Fechei a porta do meu quarto revelando o espelho enorme que fora pregado á porta. Vi Meg se encolher ao ver apenas meu reflexo no espelho trajando um manto branco-perolado sob um vestido branco-gelo em minha cabeça um headpiece em couro com uma pedra da lua no centro, envolta em uma névoa esvoaçante.

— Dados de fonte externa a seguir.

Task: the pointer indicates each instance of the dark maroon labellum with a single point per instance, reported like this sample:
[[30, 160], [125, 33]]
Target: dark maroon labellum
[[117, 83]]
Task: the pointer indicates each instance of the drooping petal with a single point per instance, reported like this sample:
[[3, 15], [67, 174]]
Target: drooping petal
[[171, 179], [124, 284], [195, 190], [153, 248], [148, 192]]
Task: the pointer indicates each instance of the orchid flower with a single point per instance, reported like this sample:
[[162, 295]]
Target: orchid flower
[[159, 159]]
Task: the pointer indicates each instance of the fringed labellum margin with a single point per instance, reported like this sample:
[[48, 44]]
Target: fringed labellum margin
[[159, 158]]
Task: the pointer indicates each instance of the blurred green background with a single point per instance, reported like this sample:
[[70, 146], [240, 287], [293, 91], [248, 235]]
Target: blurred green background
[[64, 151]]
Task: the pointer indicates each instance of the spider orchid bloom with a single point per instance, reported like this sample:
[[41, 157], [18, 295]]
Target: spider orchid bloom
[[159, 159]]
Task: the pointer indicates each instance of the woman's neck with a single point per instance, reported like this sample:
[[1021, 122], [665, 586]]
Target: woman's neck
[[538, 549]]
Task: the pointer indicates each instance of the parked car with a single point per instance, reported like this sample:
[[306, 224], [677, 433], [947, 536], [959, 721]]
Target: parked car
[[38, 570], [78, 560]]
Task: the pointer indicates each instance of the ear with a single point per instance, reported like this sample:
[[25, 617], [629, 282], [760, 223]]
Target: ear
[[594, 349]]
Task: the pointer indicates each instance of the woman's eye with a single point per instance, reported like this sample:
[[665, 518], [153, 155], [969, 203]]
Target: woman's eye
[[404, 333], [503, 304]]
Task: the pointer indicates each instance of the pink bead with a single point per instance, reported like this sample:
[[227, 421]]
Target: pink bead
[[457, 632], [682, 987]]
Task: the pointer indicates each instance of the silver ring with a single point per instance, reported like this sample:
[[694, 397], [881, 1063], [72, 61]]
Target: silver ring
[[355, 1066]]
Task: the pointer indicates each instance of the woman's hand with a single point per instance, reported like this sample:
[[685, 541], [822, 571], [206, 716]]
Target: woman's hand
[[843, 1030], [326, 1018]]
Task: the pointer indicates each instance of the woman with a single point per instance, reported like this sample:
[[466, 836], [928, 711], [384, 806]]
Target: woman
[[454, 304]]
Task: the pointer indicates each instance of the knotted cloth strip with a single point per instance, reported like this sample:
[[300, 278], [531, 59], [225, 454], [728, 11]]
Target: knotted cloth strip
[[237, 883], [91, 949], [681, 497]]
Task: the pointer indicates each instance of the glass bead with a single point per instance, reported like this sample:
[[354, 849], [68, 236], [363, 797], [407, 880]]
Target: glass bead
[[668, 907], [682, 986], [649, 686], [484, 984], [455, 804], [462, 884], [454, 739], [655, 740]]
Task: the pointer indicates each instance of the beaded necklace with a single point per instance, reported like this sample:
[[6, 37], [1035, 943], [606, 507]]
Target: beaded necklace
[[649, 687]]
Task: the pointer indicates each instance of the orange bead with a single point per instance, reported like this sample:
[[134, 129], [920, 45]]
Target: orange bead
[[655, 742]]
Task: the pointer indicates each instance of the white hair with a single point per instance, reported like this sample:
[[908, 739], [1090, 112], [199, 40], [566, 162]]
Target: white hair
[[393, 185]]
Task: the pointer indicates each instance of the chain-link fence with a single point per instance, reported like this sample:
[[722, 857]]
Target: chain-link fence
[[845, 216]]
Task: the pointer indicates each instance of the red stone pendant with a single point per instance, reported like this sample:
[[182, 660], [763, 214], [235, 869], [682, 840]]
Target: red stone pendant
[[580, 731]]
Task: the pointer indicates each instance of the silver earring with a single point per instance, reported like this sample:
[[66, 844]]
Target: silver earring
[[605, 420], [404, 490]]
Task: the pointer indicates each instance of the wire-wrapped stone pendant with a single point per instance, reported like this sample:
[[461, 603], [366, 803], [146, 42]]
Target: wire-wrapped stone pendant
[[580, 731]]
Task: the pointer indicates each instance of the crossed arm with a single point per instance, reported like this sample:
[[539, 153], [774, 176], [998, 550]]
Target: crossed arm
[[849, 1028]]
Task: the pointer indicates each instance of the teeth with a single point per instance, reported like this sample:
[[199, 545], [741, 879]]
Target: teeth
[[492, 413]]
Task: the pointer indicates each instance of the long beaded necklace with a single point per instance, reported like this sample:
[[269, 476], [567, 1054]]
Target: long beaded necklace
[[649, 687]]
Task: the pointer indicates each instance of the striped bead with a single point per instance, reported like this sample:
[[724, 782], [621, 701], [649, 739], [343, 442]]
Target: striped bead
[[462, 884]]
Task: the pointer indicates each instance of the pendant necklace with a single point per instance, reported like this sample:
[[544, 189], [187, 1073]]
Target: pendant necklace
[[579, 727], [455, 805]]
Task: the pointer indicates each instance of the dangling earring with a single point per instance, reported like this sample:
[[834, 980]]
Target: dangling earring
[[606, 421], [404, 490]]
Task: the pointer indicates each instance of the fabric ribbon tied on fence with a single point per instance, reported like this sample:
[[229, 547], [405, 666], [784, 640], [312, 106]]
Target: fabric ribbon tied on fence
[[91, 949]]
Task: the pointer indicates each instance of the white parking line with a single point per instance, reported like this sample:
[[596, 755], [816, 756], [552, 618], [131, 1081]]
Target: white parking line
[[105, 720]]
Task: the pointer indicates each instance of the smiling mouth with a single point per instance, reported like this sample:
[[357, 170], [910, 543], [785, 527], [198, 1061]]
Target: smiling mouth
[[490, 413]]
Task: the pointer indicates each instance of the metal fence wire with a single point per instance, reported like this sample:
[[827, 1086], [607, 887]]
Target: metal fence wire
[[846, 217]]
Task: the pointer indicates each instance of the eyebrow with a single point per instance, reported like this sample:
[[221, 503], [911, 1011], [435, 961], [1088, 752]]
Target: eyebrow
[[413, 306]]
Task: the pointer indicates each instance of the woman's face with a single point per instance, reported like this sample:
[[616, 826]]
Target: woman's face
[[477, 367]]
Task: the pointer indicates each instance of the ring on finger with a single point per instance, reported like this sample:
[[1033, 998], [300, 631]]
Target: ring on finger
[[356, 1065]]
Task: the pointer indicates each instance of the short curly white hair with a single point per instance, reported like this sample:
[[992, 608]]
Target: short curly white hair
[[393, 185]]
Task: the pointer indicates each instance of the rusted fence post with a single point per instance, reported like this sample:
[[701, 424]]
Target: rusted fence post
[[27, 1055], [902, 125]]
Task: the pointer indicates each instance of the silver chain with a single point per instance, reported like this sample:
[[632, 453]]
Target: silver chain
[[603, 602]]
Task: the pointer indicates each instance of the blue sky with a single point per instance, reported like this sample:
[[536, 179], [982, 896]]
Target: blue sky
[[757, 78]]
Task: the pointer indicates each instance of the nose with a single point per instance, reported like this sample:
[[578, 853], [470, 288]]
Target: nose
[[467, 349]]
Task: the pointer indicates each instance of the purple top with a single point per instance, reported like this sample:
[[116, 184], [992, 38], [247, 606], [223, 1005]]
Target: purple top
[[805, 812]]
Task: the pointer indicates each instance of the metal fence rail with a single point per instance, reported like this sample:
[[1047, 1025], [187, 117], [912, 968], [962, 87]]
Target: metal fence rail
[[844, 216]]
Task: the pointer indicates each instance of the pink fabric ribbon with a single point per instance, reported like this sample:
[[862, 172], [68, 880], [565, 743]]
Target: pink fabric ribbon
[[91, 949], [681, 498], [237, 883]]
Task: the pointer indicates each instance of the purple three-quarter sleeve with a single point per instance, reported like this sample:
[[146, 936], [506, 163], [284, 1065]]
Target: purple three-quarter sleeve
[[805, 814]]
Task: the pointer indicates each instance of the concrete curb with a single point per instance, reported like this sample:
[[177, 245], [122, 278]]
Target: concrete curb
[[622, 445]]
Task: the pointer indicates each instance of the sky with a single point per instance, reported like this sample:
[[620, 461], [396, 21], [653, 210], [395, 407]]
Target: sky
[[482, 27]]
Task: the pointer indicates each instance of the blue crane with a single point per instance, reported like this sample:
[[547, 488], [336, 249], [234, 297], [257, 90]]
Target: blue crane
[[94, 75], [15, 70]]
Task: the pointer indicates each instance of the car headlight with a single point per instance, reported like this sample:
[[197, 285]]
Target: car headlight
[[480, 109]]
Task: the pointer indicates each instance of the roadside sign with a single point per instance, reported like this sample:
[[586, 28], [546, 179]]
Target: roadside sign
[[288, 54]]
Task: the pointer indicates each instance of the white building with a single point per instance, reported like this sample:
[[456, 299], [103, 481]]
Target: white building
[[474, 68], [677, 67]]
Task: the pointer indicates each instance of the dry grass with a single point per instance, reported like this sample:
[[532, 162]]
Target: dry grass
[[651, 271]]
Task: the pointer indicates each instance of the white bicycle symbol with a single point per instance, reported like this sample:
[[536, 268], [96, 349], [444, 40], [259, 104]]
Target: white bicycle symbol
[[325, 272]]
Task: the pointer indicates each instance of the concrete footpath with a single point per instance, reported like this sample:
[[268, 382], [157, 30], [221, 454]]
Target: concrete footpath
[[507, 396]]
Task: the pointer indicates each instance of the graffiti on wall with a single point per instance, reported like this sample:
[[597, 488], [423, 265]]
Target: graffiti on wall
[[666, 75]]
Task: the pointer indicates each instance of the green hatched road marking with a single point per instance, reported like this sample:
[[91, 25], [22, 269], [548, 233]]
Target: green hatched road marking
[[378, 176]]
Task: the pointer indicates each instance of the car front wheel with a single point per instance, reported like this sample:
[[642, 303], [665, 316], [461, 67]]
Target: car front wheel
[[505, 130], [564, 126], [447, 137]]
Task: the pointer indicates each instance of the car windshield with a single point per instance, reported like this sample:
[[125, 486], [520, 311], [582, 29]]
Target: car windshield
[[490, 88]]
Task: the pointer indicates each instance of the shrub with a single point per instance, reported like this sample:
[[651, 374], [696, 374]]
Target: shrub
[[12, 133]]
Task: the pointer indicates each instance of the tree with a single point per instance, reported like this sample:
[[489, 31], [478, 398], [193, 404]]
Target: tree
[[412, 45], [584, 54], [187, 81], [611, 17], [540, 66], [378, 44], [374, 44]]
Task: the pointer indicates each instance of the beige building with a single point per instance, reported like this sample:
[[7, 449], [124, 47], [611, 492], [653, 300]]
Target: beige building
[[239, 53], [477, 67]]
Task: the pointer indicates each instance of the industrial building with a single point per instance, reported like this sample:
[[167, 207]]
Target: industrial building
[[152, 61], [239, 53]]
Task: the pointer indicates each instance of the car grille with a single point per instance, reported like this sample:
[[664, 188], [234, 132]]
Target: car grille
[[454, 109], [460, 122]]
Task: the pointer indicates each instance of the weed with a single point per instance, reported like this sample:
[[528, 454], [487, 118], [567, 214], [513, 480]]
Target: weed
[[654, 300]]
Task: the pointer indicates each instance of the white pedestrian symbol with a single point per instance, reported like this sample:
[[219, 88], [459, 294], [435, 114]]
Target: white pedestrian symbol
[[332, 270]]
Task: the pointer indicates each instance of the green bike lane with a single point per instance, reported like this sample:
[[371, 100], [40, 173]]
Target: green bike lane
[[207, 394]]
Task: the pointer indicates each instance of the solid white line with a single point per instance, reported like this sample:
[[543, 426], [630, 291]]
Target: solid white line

– N-Não vamos por ai, não é? – gaguejou Meg tentando não olhar para o espelho

Achei a expressão dela mais engraçada que o de costume. De que outra maneira ela achava que iríamos para a cidade que ficava á quase dois quilômetros de nossa casa á pé? Não me dei ao trabalho de responder, peguei meu cajado na cama e dei duas batidas na moldura do espelho – a porta – murmurando as palavras encantadas “Espelho, Espelho Meu” e observei a superfície do espelho mudar, onde antes havia apenas eu envolta em uma nevoa agora havia uma ruela deserta onde se via muros altos de pedras escuras de ambos os lados e no fim se via uma rua movimentada onde pessoas em trajes elegantes passavam de um lado para o outro.

– Vai – mandei

Mas Meg estava olhando chocada para o espelho – como se ela nunca tivesse visto aquilo em sua vida o que era inadequado sendo que ela me amaldiçoou sem pensar duas vezes no fato de estar usando alta magia.

– Atravessa logo isso Meg, não posso manter o portal aberto o dia todo.

– E-eu? Passe você primeiro eu não vou...

– Magnolia entre logo nesse espelho, agora!

Lançando-me um olhar de repulsa ela entrou no espelho, eu a segui trancando a passagem até o por do sol, quando voltaríamos.

– Onde é que estamos?

– Em um beco próximo á casa de Verbena, vamos logo antes que alguém nos veja aqui e venha nos fazer perguntas inconvenientes – respondi a puxando pelo braço – Não temos o dia todo eu ainda preciso comprar algumas coisas que não são vendidas em praça publica.

Verbena morava Villa Romena o terceiro mais rico bairro de Ferrara, as casas eram todas altas de pedra escura e as ruas eram tão limpas que até as arvores eram multadas quando deixava uma folha cair de suas ramas – brincadeira minha. Mas de fato o bairro era muito elegante e as casas eram de causar torcicolo de tanto que tínhamos que esticar, dobrar e girar os pescoços para vê-las. Para minha decepção e alegria de Magnolia nossa irmã mais velha – a senhora baronesa Quarini – estava no club da cidade, o único lugar do mundo que eu detestava mais que uma cova com aranhas.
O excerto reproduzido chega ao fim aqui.